Cabe questionar se o disque-denúncia tem sido eficaz, pois o mesmo só funciona durante o horário comercial e contabilizou uma média de 120 denúncias por mês em todo o território nacional. Já a Pastoral Carcerária e a Acat (Ação dos Cristãos para a Abolição da Tortura), duas instituições com orçamentos modestos, conseguiram documentar, só em São Paulo, em dois anos, incidentes de tortura envolvendo aproximadamente 4.000 vítimas.
Mais preocupante, porém, é o que tem acontecido (ou o que não tem acontecido) após o registro da denúncia.
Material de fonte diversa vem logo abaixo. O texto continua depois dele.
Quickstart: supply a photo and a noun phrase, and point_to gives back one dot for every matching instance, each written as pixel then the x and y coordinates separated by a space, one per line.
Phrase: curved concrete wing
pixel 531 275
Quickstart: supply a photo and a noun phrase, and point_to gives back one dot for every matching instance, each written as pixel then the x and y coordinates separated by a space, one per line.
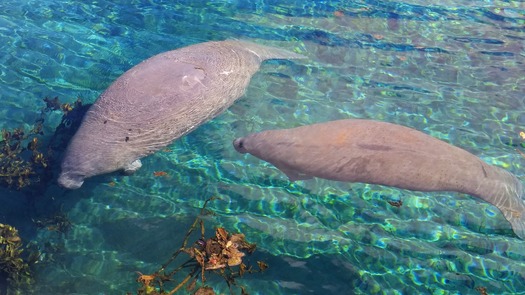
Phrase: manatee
pixel 158 101
pixel 382 153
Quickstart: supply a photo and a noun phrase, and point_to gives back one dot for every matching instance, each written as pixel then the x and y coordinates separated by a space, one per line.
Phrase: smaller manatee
pixel 387 154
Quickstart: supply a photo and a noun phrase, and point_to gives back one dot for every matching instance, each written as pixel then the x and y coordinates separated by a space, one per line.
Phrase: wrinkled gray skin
pixel 158 101
pixel 386 154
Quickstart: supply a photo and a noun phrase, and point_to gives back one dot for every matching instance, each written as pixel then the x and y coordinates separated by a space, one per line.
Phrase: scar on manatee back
pixel 374 147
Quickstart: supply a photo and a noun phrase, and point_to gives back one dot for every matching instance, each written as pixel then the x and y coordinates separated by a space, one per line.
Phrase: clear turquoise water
pixel 453 69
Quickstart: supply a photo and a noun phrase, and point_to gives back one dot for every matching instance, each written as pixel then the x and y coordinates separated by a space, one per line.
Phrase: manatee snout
pixel 239 146
pixel 70 180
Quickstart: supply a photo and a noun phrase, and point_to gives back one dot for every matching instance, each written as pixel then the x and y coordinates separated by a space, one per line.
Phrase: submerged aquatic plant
pixel 14 270
pixel 26 156
pixel 221 254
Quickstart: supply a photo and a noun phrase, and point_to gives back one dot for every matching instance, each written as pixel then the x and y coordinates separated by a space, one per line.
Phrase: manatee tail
pixel 516 213
pixel 510 201
pixel 266 52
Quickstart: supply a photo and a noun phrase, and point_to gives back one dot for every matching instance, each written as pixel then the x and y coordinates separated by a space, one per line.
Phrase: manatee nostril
pixel 238 144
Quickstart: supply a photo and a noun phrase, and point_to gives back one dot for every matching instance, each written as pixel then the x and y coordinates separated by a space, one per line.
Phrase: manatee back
pixel 160 100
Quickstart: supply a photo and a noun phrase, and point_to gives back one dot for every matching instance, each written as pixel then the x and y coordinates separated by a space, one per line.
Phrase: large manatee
pixel 382 153
pixel 158 101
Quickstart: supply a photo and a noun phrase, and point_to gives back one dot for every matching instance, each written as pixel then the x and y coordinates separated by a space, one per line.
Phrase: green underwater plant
pixel 14 270
pixel 221 254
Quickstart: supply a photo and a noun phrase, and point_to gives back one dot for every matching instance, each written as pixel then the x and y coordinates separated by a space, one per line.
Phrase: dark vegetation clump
pixel 15 273
pixel 221 254
pixel 28 158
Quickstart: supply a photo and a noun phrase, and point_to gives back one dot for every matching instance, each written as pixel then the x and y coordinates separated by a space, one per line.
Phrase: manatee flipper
pixel 132 167
pixel 294 175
A falha do combate à tortura não reside na falta de denúncias, mas na ausência de investigação eficaz e de processos jurídicos isentos para condenar os que praticam esse crime.
As entidades da sociedade civil, assim como a ONU, vêm apontando que, para responder ao problema da impunidade -principal causa dos altos índices de tortura no país-, seria preciso tomar medidas corajosas e com alto custo político, como: acabar com o inquérito policial; garantir a presença de um advogado e/ou de uma câmera de vídeo em toda a sessão de interrogatório de réu ou preso; criar grupos especiais de combate à tortura nos Ministérios Públicos estaduais e Federal; modificar a jurisprudência nacional sobre o ônus da prova em casos de tortura; federalizar os graves crimes contra os direitos humanos.
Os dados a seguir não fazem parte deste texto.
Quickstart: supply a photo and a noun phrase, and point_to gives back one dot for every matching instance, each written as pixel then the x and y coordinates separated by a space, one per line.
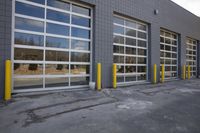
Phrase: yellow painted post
pixel 114 76
pixel 7 80
pixel 189 72
pixel 163 73
pixel 99 76
pixel 184 70
pixel 155 74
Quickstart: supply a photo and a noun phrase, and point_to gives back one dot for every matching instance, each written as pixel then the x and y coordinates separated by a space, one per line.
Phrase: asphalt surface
pixel 172 107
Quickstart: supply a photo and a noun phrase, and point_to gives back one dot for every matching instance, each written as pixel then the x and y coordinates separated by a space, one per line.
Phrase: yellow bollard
pixel 189 76
pixel 99 76
pixel 155 74
pixel 7 80
pixel 184 70
pixel 163 73
pixel 114 76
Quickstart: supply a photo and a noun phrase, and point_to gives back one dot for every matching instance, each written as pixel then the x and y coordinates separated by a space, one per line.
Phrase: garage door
pixel 130 50
pixel 51 45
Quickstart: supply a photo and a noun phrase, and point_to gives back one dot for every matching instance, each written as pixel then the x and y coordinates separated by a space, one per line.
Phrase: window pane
pixel 57 42
pixel 80 21
pixel 79 81
pixel 58 29
pixel 38 1
pixel 80 45
pixel 57 56
pixel 28 24
pixel 28 54
pixel 118 49
pixel 59 4
pixel 29 39
pixel 118 29
pixel 130 32
pixel 82 33
pixel 80 69
pixel 28 83
pixel 29 10
pixel 56 82
pixel 58 16
pixel 28 69
pixel 81 10
pixel 56 69
pixel 130 41
pixel 80 57
pixel 119 39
Para o governo, contudo, resulta muito mais fácil a mera criação de um serviço anônimo de disque-denúncia. De fato, o governo só elaborou a campanha como resposta à visita e ao relatório contundente do relator especial da ONU, o inglês Nigel Rodley.
Diante dos resultados duvidosos e da prevalência da prática da tortura no Brasil, cabe perguntar se essa também não se trata de uma campanha feita para inglês ver.


James Louis Cavallaro, 39, advogado norte-americano, é diretor-executivo do Centro de Justiça Global. Foi diretor da Human Rights Watch no Brasil (1991-99). Isabel Peres, 64, é presidente nacional da Acat (Ação dos Cristãos para a Abolição da Tortura).